Der Motor startet auf Knopfdruck und lässt sich nur durch ein dezentes Zischeln vernehmen. Bei 4.000/min leistet der 4,3 Liter große Sechszylinder bescheidene 137 PS, lässt aber dennoch erahnen, dass auch bereits mit niedrigen Drehzahlen knapp oberhalb des Leerlaufs die Alpen erobert werden können. Tatsächlich kann man mit der leichtgängigen Lenkradschaltung schon ab Schritttempo den zweiten Gang einlegen, in dem der Bentley auch Bergauf-Kehren mühelos absolviert. Die Lenkung arbeitet relativ präzise und mit stoischem Gleichmut. Sie macht mit typisch britischer Diskretion keine Aussagen über das vom Fahrer vorgegebene Kurventempo und überlässt dies lieber den quietschenden Reifen.

Auf längeren Geraden gefällt der Bentley durch sein ruhiges, sänftenartiges Dahingleiten mit erstaunlich geringen Windgeräuschen. Jetzt können wir uns hinter dem nach rechts versetzten Lenkrad (Vorgabe durch das altertümliche Bentley Mk VI-Chassis) etwas genauer umsehen und entdecken zum Beispiel einen runden Tachometer mit von oben nach unten verlaufender Kilometer-Skalierung. Das schlicht und modern gestaltete Interieur verzichtet fast ganz auf Chrom- und Holzzierrat. Es setzt den Akzent eindeutig auf moderne Fahrmaschine mit rein funktionalem Luxus wie elektrische Fensterheber.

Dagobert Duck als Selbstfahrer hätte an diesem monumental auftretenden Straßenkreuzer seine Freude gehabt. Auch Immanuel Kant könnte sich begeistern, denn erhaben ist „das, mit welchem in Vergleichung alles andere klein ist“. Und das waren nach dem Krieg die normalen Personenwagen in Europa allemal.

Auslieferung in die USA

Unser dunkelgrünes Cresta-Coupé wurde damals nach Washington geliefert, wechselte dann zu einem Besitzer in Palm Beach/Florida.
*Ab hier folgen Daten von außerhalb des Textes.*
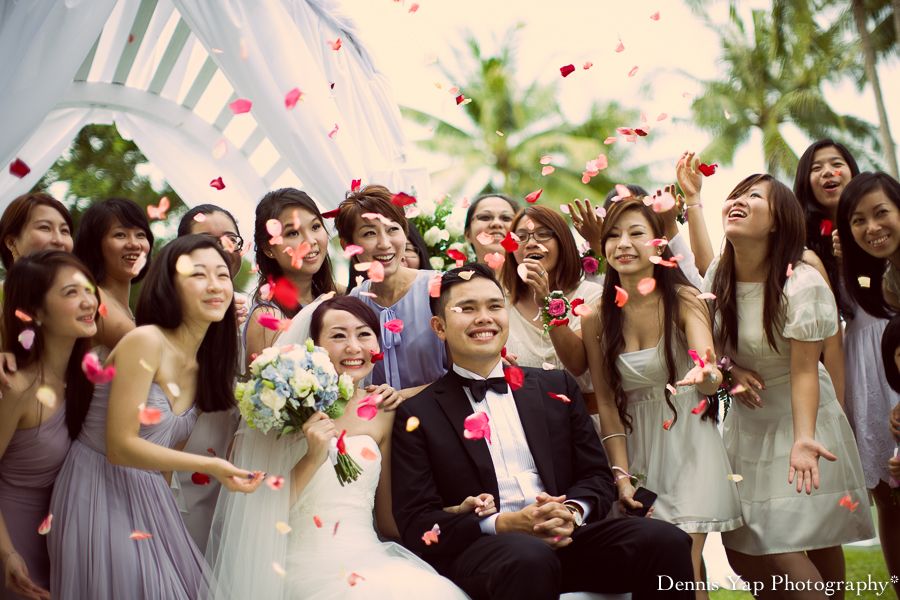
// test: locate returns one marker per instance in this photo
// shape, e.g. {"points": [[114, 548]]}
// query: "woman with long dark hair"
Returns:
{"points": [[772, 314], [487, 222], [114, 242], [48, 321], [413, 355], [637, 344], [546, 261], [117, 532], [299, 228]]}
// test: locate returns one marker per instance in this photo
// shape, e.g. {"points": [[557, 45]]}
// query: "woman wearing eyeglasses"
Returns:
{"points": [[547, 260]]}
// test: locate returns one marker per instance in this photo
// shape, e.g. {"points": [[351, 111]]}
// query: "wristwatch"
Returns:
{"points": [[576, 513]]}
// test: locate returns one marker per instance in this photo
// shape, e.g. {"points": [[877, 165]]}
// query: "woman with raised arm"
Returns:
{"points": [[638, 343], [413, 355], [488, 220], [772, 314], [330, 543], [117, 532], [547, 261], [114, 242], [287, 222], [52, 301]]}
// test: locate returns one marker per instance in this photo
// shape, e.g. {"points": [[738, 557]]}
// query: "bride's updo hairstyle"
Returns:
{"points": [[354, 306]]}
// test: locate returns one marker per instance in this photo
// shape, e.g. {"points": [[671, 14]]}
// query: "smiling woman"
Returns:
{"points": [[114, 242]]}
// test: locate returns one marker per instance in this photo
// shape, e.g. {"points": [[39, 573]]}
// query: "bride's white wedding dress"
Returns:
{"points": [[333, 551]]}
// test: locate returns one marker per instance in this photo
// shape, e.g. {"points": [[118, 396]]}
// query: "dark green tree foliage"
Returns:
{"points": [[532, 125]]}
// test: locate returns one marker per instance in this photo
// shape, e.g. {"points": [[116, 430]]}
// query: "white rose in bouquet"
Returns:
{"points": [[272, 399]]}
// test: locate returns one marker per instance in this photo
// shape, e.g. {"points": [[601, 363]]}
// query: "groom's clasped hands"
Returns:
{"points": [[547, 519]]}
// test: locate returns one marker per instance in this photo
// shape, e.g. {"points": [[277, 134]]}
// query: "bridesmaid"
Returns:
{"points": [[314, 277], [215, 430], [117, 532], [34, 222], [550, 260], [637, 351], [113, 240], [772, 313], [59, 296], [489, 214], [415, 357]]}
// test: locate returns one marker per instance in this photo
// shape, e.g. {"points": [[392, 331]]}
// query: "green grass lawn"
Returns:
{"points": [[861, 562]]}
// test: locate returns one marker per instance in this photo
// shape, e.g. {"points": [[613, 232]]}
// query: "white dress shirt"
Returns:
{"points": [[517, 477]]}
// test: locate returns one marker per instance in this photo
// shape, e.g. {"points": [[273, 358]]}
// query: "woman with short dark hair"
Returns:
{"points": [[114, 241]]}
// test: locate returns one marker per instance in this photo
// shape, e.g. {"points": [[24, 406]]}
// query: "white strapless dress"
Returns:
{"points": [[343, 558]]}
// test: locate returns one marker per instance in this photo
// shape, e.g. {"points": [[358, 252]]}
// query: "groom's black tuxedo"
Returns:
{"points": [[435, 466]]}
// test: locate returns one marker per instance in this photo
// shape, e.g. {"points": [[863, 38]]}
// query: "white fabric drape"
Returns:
{"points": [[42, 45], [287, 47]]}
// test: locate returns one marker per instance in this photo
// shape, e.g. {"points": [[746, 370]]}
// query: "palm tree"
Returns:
{"points": [[532, 126], [772, 79]]}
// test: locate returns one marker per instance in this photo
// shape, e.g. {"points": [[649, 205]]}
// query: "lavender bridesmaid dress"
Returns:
{"points": [[27, 472], [97, 506]]}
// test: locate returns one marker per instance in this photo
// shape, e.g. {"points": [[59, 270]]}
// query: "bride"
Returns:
{"points": [[312, 538]]}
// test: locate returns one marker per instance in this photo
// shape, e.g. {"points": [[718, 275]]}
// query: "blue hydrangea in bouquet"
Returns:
{"points": [[287, 386]]}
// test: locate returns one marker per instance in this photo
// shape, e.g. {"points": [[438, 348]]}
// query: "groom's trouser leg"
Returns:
{"points": [[508, 566], [643, 556]]}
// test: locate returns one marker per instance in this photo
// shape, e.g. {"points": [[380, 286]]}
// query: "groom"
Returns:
{"points": [[544, 463]]}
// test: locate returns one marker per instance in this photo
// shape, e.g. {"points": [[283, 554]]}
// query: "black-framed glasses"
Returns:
{"points": [[541, 235]]}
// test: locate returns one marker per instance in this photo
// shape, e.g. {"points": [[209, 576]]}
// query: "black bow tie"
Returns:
{"points": [[479, 387]]}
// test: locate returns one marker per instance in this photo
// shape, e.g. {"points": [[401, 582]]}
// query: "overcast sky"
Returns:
{"points": [[575, 31]]}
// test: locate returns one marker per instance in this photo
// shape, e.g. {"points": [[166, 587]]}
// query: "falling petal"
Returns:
{"points": [[46, 396], [495, 259], [283, 528], [44, 527], [646, 285], [200, 479], [514, 377], [240, 106], [394, 325], [26, 338], [533, 196], [148, 416], [18, 168], [562, 397]]}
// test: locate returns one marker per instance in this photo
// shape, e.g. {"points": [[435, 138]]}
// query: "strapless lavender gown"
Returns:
{"points": [[27, 472], [96, 507]]}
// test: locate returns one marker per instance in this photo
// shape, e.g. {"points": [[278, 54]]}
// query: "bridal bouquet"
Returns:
{"points": [[287, 386]]}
Im Jahr 1990 kam es nach Europa zurück, war jedoch in einem sehr schlechten Zustand, der eine Grundrestaurierung erforderte, die in England durch Wildae Restaurations LTD ausgeführt wurde. Vor allem die Aufarbeitung der über ein Stahlskelett gespannten Alu-Karosserie erforderte einen extrem hohen Arbeitsaufwand, bis die großflächige Karosserie wieder im neuwertigen, dellenfreien Originalzustand erstrahlte.
 
Bei der 4. Bensberg Classics, die vom 7. bis 9. September 2012 in Bergisch Gladbach stattfanden, wurde der Bentley MK VI Cresta Sieger in der Kategorie "Raritäten in Kleinserie".